I am currently doing performance benchmarking of Aerospike database in VM environment.
Following is the setup->
- Storage-engine - In-memory
- Cluster size - 2 Node Heartbeat type -
- Multicast (tried Mesh as well)
-
of network interfaces - 2 * 1 Gbps (1 for client-server and another for cluster)
- Other config details - service-threads and transaction-queues parameter matches # of vCPUs available.
- Client - Aerospike benchmark utility. Tried with varying number of threads starting from 20 up to 700. Data size - String of length 100 and 500. (Tried up to 3 clients with 4 vCPUs each)
- Operation - 100 % Write
I am running performing tests on Openstack public cloud. Following is our observation →
No of vCPUs / TPS / Server Side CPU utilization (%)
- 2 / 22-23k / 180
- 4 / 28-29k / 245
- 8 / 60-62k / 520
Neither the client vCPU nor the network were the bottleneck.
Also tried the similar setup in my local lab, where results were similar.
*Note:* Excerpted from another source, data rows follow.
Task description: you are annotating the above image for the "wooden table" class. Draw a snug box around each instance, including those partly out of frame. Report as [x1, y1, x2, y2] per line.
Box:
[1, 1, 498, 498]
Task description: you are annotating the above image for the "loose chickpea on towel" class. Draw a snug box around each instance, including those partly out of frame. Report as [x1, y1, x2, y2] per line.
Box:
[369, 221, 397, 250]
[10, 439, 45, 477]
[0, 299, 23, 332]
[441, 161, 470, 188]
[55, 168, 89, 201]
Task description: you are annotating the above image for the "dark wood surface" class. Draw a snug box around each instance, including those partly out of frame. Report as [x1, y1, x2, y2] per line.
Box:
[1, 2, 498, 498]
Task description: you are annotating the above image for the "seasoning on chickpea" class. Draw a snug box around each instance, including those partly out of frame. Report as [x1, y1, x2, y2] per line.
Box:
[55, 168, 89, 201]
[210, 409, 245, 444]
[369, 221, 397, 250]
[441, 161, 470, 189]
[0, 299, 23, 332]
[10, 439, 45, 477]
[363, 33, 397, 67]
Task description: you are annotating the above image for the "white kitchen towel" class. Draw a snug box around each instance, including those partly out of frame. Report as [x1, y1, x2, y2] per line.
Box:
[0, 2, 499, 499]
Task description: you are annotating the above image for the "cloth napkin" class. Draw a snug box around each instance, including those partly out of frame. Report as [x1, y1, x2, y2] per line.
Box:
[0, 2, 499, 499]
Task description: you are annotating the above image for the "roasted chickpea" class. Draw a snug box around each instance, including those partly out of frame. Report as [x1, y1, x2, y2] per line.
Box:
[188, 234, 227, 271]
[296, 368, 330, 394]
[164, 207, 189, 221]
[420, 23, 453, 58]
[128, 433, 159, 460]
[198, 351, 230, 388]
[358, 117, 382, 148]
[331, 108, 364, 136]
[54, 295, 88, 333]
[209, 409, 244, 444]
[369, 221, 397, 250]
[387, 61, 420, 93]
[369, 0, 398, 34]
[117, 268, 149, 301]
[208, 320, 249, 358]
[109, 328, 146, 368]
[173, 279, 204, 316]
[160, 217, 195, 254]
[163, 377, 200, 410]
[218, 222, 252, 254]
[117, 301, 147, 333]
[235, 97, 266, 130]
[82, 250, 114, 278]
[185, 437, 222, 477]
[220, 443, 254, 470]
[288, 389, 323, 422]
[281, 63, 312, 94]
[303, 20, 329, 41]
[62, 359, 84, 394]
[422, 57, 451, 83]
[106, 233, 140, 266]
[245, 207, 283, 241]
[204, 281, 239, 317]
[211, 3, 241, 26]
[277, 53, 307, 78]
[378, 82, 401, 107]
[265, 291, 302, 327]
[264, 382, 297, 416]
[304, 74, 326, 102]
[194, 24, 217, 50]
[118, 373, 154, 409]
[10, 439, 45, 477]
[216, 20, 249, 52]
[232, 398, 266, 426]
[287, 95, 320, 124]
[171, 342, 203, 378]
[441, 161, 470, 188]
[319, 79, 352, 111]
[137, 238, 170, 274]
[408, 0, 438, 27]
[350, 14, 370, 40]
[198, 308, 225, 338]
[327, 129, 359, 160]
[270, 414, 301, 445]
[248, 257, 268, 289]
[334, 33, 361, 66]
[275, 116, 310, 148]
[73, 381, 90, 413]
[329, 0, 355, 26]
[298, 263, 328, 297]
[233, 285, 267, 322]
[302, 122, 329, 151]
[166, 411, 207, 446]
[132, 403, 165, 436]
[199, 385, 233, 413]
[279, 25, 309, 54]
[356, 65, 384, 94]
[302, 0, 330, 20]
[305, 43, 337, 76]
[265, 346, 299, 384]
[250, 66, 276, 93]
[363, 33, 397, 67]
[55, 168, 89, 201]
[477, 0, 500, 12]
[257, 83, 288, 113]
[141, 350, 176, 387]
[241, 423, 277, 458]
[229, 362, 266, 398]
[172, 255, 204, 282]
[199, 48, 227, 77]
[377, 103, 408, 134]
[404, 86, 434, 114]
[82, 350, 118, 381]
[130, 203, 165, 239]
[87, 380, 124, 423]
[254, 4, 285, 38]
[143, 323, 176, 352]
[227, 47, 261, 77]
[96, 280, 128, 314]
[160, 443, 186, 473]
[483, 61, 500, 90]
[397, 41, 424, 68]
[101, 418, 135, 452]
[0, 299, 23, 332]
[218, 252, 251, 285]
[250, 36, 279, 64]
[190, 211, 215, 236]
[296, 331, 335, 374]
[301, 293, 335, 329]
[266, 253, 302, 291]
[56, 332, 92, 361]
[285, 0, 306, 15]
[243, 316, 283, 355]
In my local setup, I even tried with separating out CPU for network I/O and Aerospike using the smp_affinity setting and taskset, there was no change in the observation.
Questions -
- Apart from “service-threads” and “transaction-queues” is there any other config parameter that needs to be tweaked?
- What could be the other reasons for not able to max out the CPU for higher number of vCPUs ?